Wednesday, 31 October 2012
Last Puppy goes to New Home, Samhain & Turnip Lanterns
It is of course Halloween tonight, or Samhain (meaning Summer's End) or as it is called here in Wales Nos Calan Gaeaf, the First Day of Winter. It is a very soggy Samhain though with the torrential rain we've had all day...but we can hardly complain when it is compared with what has occurred on the east coast of America! I guess there won't be much trick or treating in New York. The state of things there is hard to believe, despite the pictures. One cannot imagine how the clean-up can be done in as short a time as possible, it's horrendous.

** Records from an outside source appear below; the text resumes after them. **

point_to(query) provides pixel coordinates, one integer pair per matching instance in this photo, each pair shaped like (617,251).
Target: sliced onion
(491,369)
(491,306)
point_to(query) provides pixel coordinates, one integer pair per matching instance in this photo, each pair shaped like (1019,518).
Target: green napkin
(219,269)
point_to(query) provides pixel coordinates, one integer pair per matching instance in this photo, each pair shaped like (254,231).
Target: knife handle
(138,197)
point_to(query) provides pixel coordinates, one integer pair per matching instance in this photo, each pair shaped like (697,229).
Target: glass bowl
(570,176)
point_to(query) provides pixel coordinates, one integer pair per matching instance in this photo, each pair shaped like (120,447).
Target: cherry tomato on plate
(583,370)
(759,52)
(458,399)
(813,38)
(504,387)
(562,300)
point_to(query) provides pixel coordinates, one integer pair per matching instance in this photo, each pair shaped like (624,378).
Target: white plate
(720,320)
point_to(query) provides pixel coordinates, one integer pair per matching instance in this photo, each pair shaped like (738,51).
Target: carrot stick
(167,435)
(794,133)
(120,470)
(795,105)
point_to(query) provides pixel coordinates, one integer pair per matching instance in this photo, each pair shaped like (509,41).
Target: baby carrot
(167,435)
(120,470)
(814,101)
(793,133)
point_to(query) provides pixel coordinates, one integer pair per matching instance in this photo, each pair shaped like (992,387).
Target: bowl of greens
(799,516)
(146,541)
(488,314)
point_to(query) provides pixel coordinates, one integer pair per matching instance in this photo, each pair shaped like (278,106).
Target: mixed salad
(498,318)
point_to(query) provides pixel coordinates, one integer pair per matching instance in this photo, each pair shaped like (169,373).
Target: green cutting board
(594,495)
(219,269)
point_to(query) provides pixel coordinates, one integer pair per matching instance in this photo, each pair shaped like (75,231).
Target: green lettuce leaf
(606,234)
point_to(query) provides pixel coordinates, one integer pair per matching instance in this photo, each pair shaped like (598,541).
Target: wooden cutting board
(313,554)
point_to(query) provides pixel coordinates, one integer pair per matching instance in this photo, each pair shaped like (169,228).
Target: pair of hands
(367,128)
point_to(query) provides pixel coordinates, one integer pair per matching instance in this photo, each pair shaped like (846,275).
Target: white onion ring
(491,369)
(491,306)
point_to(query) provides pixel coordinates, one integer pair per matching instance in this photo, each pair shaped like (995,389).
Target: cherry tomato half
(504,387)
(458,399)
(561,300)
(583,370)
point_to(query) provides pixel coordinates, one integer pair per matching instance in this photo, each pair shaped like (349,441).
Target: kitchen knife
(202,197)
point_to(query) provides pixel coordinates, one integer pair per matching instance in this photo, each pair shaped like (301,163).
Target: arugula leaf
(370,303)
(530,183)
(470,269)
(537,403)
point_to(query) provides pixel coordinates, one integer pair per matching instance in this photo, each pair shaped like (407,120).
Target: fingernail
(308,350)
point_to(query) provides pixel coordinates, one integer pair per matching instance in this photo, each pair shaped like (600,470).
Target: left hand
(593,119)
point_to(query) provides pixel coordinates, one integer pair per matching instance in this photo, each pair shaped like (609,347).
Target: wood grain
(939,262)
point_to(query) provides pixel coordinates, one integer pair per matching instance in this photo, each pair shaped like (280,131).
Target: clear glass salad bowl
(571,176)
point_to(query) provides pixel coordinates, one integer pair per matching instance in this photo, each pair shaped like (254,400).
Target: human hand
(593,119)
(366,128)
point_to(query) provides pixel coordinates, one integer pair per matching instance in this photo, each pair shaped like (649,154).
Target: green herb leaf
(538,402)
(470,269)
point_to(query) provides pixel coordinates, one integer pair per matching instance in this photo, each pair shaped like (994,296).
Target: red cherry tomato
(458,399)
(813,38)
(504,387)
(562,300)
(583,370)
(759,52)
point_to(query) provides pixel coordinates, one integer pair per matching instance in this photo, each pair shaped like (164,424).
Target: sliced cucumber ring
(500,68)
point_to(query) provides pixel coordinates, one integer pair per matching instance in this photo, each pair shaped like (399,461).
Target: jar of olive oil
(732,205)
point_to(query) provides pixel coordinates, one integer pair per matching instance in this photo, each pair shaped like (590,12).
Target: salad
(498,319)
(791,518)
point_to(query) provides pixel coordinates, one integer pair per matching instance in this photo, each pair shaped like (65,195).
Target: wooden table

Back to Halloween/Samhain; The custom of turnip lanterns which more recently has become one of pumpkin lanterns, originates in the Celtic lands where pumpkins did not grow. Like trick or treat (which I hate & fortunately as we live at the end of along drive we are not troubled by such activities as are people in town (I sound like a real grumpy old woman, which I'm not!!)) the pumpkin has been imported from the States & seems to have become firmly lodged here.
Turnips, or swedes are shaped somewhat like a skull and give off an eerie yellow light when lit from within by a candle & is thought to be connected with the ancient Celtic veneration of the head which was the seat of the soul. I can remember very clearly the curious & distinctive smell of the turnip lanterns we had as children & the thrill of turning out the lights and having just the glow of the faces cut into the lanterns with just a thin layer of the turnip flesh left to provide the glow...(the proper way to do these things (GOW moment again!)
Tonight is the night of the Wild Hunt led by Herne the Hunter in England, with his pack of spirit hounds with their white bodies & red ears, or in Wales by Gwynn ao Nudd, King of the Faeries. The gates of Winter open tonight for the Hunt to sweep through the skies gathering the souls of the lost & wandering dead to lead them home.
In some places the calling of wild geese was believed to be the song of the hounds following Herne across the skies riding westward on the wind to the Land of Youth, Tir na h-oige.